Housing Crisis and Credit Meltdown
Many people say the housing crisis and subsequent credit meltdown were caused by inadequate regulation: they’re right. In a free market, business behavior is severely regulated by the potential to lose money when bad decisions are made. What the government did was eliminate that regulation by guaranteeing people against losses, thereby encouraging outrageously risky behavior:
(1) Two government-sponsored enterprises, Fannie Mae & Freddie Mac, bought mortgages from banks, eliminating the risk to banks of lending to people with poor credit and inadequate down payments.
(2) An implicit guarantee by the government that it would bail out the FMs (make up your own obscene alternative meaning for the initials), allowed them to borrow at extremely low rates and profit from accumulating TRILLIONS of dollars of debt to acquire mortgages: they were able to borrow amounts equal to FORTY TIMES their net worth.
(3) FDIC insurance has caused depositors to pay no attention to the soundness of the banks where they keep their money.
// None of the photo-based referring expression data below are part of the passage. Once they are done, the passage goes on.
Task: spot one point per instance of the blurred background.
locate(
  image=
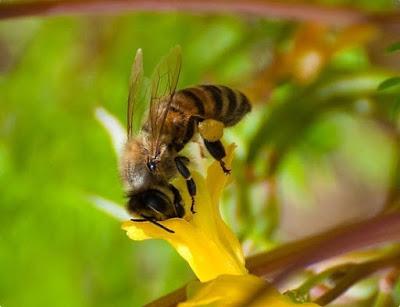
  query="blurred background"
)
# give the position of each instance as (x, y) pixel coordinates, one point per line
(320, 147)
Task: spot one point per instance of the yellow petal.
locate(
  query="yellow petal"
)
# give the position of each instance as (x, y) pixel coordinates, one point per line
(229, 290)
(202, 239)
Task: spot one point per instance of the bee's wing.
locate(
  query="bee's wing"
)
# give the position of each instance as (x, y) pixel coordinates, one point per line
(163, 86)
(137, 96)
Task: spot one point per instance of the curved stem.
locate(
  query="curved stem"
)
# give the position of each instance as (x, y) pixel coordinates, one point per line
(357, 273)
(264, 8)
(285, 260)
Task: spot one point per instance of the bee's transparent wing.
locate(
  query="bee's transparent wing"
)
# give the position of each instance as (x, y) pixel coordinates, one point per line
(163, 86)
(138, 96)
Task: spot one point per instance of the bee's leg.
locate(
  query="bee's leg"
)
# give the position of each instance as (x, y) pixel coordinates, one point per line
(177, 201)
(211, 130)
(217, 151)
(184, 171)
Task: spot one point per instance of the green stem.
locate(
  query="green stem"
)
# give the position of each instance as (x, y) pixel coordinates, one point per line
(291, 11)
(356, 273)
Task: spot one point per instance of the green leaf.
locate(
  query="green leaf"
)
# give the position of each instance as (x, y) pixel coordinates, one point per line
(393, 48)
(389, 83)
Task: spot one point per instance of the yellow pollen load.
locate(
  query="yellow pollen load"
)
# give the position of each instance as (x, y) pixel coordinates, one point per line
(211, 130)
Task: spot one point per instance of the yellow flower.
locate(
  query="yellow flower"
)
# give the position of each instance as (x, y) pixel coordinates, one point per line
(228, 290)
(202, 239)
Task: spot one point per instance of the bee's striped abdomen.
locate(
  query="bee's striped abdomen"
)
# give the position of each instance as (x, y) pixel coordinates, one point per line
(212, 101)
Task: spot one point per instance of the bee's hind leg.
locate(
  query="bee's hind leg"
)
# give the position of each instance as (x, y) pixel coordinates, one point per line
(177, 201)
(217, 151)
(181, 162)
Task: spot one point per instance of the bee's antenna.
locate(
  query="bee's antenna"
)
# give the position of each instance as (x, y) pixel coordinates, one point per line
(147, 219)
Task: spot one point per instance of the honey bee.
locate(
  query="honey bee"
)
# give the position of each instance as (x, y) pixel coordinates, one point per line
(151, 158)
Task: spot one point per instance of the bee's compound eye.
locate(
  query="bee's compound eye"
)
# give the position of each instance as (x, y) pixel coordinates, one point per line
(151, 166)
(152, 203)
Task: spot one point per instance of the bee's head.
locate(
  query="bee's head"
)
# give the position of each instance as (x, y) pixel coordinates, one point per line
(140, 169)
(154, 204)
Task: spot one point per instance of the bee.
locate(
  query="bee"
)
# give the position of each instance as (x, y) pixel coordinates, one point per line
(151, 157)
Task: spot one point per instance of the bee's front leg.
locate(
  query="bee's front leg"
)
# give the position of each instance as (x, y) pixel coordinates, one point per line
(177, 201)
(185, 172)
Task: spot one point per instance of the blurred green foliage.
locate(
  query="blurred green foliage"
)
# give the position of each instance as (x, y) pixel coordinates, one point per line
(56, 249)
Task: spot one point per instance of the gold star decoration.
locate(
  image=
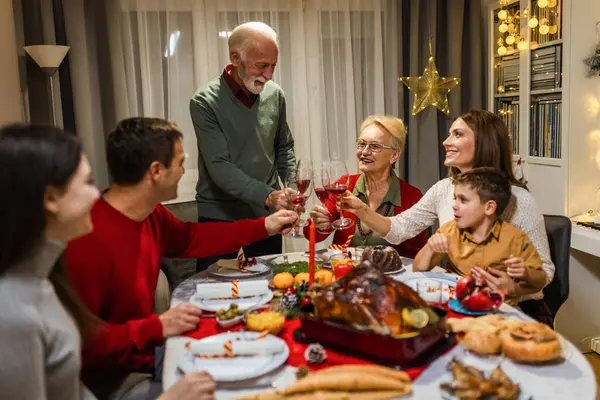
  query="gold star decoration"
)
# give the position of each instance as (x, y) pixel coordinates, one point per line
(430, 89)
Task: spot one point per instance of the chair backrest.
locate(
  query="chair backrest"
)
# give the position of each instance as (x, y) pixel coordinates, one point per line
(558, 229)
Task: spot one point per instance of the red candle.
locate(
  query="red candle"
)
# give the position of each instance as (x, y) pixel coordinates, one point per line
(311, 252)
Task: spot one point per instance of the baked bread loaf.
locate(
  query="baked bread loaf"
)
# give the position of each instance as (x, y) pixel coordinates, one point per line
(383, 258)
(531, 342)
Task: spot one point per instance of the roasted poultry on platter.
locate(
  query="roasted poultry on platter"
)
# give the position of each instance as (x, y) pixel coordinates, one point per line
(366, 298)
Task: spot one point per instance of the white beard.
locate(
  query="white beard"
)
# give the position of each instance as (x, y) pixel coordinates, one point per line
(250, 81)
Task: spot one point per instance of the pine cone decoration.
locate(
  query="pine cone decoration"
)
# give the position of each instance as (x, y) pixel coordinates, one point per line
(315, 354)
(289, 300)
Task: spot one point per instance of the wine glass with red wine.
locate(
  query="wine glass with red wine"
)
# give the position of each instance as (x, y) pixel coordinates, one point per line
(335, 180)
(298, 191)
(321, 194)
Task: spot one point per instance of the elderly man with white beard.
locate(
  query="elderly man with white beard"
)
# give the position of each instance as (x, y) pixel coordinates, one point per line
(244, 141)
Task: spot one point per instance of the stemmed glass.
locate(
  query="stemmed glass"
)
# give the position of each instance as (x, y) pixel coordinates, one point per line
(297, 188)
(321, 194)
(335, 180)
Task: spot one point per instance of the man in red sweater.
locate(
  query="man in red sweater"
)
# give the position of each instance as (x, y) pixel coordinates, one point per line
(115, 268)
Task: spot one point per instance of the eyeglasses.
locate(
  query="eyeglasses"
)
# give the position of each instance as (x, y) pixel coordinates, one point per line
(374, 146)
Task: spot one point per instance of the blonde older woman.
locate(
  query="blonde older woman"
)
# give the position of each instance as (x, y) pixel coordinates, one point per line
(378, 147)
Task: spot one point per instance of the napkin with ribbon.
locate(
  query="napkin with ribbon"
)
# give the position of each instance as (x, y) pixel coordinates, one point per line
(233, 348)
(232, 289)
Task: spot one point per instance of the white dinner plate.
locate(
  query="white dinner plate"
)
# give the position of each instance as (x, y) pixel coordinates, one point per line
(243, 303)
(251, 271)
(237, 368)
(429, 284)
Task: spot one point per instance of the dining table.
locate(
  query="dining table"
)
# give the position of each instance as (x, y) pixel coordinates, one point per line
(573, 378)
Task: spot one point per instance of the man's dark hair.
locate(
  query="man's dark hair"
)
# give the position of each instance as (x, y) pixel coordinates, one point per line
(490, 184)
(138, 142)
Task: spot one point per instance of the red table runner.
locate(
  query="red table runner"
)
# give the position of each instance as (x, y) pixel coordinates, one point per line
(209, 327)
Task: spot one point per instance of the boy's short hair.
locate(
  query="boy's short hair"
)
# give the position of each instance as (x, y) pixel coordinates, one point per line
(490, 184)
(138, 142)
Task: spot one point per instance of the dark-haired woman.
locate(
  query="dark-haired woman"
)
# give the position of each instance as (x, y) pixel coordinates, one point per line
(46, 193)
(476, 139)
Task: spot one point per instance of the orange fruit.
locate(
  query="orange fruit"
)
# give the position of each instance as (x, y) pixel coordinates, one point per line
(302, 276)
(283, 280)
(323, 276)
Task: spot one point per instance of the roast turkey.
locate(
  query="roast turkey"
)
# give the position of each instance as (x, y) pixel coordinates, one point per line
(367, 299)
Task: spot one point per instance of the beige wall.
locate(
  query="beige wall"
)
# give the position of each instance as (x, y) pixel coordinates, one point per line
(11, 101)
(579, 319)
(584, 110)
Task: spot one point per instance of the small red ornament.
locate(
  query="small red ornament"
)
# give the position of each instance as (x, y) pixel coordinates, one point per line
(291, 290)
(305, 301)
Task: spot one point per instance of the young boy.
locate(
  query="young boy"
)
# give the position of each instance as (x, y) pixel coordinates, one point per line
(477, 239)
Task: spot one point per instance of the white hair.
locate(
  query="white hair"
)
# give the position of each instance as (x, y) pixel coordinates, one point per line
(244, 35)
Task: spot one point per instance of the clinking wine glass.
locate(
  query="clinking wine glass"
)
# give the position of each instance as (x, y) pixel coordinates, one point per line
(297, 188)
(335, 180)
(322, 195)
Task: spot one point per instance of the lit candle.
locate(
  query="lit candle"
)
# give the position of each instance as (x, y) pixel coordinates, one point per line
(311, 253)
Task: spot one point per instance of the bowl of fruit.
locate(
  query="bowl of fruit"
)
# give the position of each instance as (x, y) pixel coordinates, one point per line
(230, 317)
(269, 318)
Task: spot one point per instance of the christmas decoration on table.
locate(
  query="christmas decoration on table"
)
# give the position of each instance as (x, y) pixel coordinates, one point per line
(593, 62)
(243, 262)
(302, 372)
(430, 89)
(289, 300)
(315, 354)
(294, 299)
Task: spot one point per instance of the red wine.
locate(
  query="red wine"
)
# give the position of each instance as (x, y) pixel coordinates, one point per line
(298, 200)
(336, 190)
(321, 194)
(302, 185)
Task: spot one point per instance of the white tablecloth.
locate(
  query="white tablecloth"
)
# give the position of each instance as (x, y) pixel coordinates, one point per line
(572, 379)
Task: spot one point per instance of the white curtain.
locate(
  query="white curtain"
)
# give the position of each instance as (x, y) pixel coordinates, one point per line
(332, 65)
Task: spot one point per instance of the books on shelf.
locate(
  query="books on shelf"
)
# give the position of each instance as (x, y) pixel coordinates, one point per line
(545, 126)
(507, 74)
(546, 68)
(508, 110)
Thus, prudent behavior by banks not only isn’t rewarded, but is actively discouraged, as they make more money by taking on risk and don’t need to fear a loss of confidence when they engage in irresponsible behavior.
(4) Having a central bank (the Fed) with the power to create money in unlimited quantities creates a false sense of security throughout the banking industry, one which will last until a hyperinflation that destroys the buying power of those dollars makes it clear that the government can’t create wealth just by printing it.
The bottom line is that past government interventions have destroyed the regulatory nature of markets, and the current proposed ones only make it worse. We SHOULD regulate bankers and punish bad behavior. By ENDING government intervention.